Hierachical clustering

We’ll now use hierachical clustering to spot trends in the house prices data. While this method of clustering is different to k-means, the results should be comparable to the k-means clustering.

# Preparing the data 
house_prices_hclust <- house_prices %>% 
  select(local_authority_name, date, median_price_index) %>% 
  spread(date, value = median_price_index) %>% 
  as.data.frame()

rownames(house_prices_hclust) <- pull(house_prices_hclust, local_authority_name)
house_prices_hclust <- house_prices_hclust %>% select(-local_authority_name)

# Performing the clustering and joining with our house prices data 
dist_matrix <- dist(house_prices_hclust, method = "euclidean")

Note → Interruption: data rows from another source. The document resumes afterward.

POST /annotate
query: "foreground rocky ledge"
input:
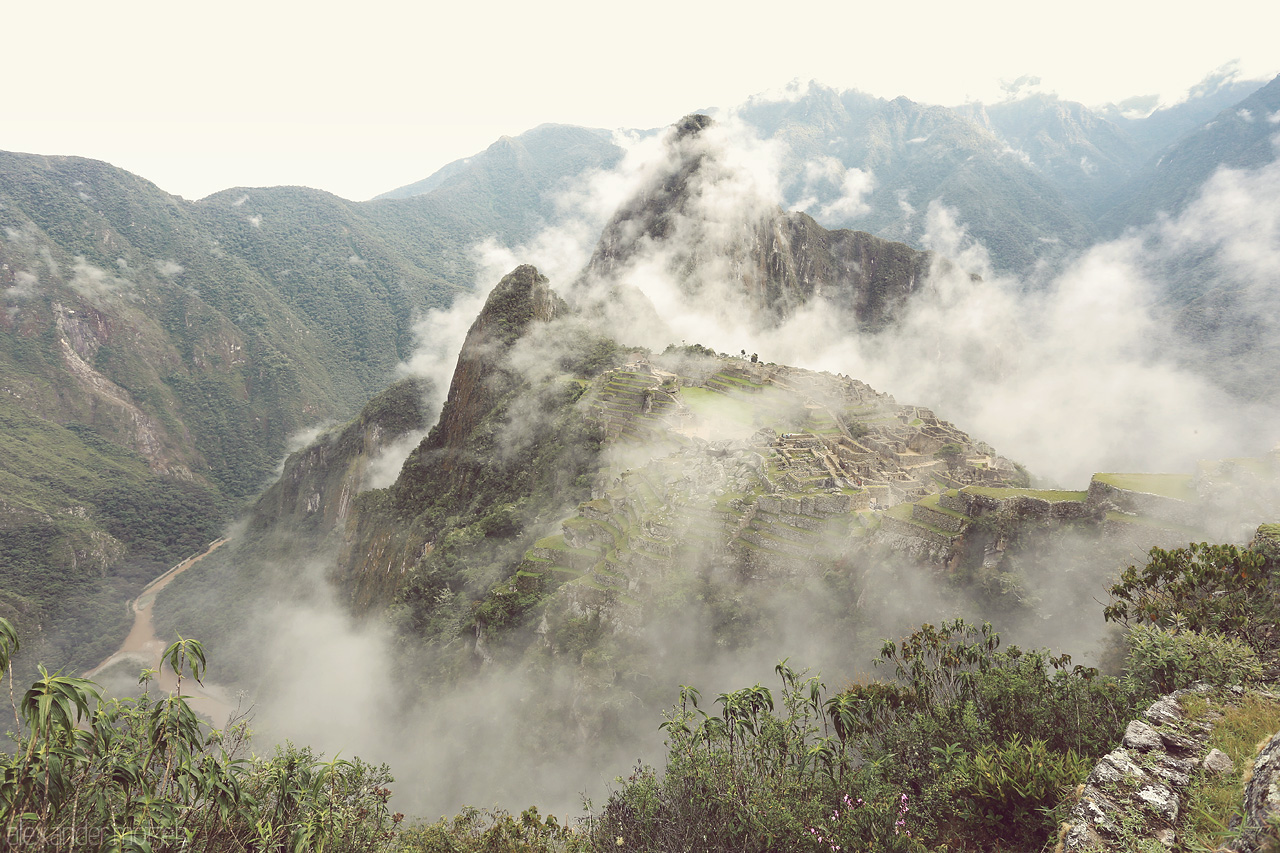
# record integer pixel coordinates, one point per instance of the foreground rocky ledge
(1133, 798)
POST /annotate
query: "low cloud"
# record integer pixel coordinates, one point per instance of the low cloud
(94, 282)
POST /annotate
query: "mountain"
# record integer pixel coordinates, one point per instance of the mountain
(515, 182)
(1238, 137)
(1082, 153)
(764, 261)
(167, 350)
(909, 155)
(1153, 128)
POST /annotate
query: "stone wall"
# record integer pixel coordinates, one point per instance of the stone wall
(915, 532)
(1155, 506)
(949, 523)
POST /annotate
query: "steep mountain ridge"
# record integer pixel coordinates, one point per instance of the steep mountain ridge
(1238, 137)
(178, 345)
(769, 261)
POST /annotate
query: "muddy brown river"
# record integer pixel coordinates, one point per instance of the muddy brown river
(146, 649)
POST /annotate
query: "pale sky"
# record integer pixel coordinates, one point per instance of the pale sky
(364, 97)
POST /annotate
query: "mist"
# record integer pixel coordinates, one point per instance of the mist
(1074, 373)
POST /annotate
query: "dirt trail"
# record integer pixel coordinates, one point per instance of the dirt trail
(144, 647)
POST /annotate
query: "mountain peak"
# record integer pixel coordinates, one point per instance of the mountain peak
(693, 124)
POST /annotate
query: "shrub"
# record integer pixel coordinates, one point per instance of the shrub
(1176, 657)
(1205, 588)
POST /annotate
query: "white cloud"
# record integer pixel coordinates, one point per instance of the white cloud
(95, 282)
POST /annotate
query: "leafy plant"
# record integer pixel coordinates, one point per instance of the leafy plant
(1176, 657)
(147, 775)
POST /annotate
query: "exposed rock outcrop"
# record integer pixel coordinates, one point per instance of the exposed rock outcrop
(771, 260)
(1136, 793)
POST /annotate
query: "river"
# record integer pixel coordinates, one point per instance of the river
(146, 649)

house_prices_hclust <- hclust(dist_matrix, method = "complete")
plot(house_prices_hclust)

We’ll go with four clusters again

hclust_out <- cutree(house_prices_hclust, k = 4) %>% 
  tidy() %>% 
  select("local_authority_name" = 1, "hclust" = 2)
## Warning: 'tidy.numeric' is deprecated.
## See help("Deprecated")
house_prices <- house_prices %>% inner_join(hclust_out)
## Joining, by = "local_authority_name"

Visulising the hierachical clustering results

house_prices %>% 
  ggplot(aes(date, median_price_index)) + 
  geom_line(aes(group = local_authority_name, color = factor(hclust))) +
  geom_smooth() + 
  modelr::geom_ref_line(h = 100) +
  facet_wrap(~hclust)
## `geom_smooth()` using method = 'gam' and formula 'y ~ s(x, bs = "cs")'

The hierarchical clustering has identify the same trend as the kmeans clustering - areas in and around London have experienced the largest increases in house prices since 2008. It’s interesting that both methods of clustering identified that Cambridge has experienced a ‘London-like’ pattern in its house price increases since 2008.

england_wales_map <- england_wales_map %>% 
  inner_join(distinct(house_prices, local_authority_code, hclust), 
             by = c("lad17cd" = "local_authority_code")) 

fact_pal <- colorFactor("viridis", england_wales_map$hclust)

leaflet(england_wales_map) %>% 
  addPolygons(color = "white", weight = 1, fillColor = ~fact_pal(hclust), fillOpacity = 1, 
              popup = ~local_authority_name) %>% 
  addLegend(pal = fact_pal, values = ~hclust)